3.10.2011

bir zamanlar anadolu'da


Bozkırın sıkıcılığı, taşranın sıkıcılığı öyle bir basıyor ki izlerken üstüme "ya o hayatı ben yaşıyor olsaydım" diye düşünüyorum. Daha da kasılıyorum. İçinde olduğum yolu seçmesem belki ben de benzer şeyler yaşıyor olacaktım. Ölümün olduğu yerde daha ciddi ne olabilir ki diyor ya hani "kaybedenler"; evet yok. Film bitiyor ve feci derecede içmek istiyorum. Üzerinden 24 saat geçmesi gerekiyor bunun için. Nitekim bu satırları Tuborg Gold eşliğinde yazıyorum.
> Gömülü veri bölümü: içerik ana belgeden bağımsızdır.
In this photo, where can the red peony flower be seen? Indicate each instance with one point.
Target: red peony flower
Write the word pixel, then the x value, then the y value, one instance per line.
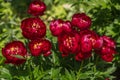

Bir daha izlemek lazım...

2 yorum:

cgl dedi ki...

araba anahtarini sinemada dusurdugunu yerin 6 kat altindaki otoparkta farkedip filmin bir sonraki seansinda kendi koltuguna oturan kisiyi kaldirarak bulma telasidir bir zamanlar anadolu'da.

hirondelle dedi ki...

bazıları sıkılıyor filmden, telefonunu çıkartıp twittera giriyor. o esnada düşebiliyor anahtar, dikkat etmek lazım.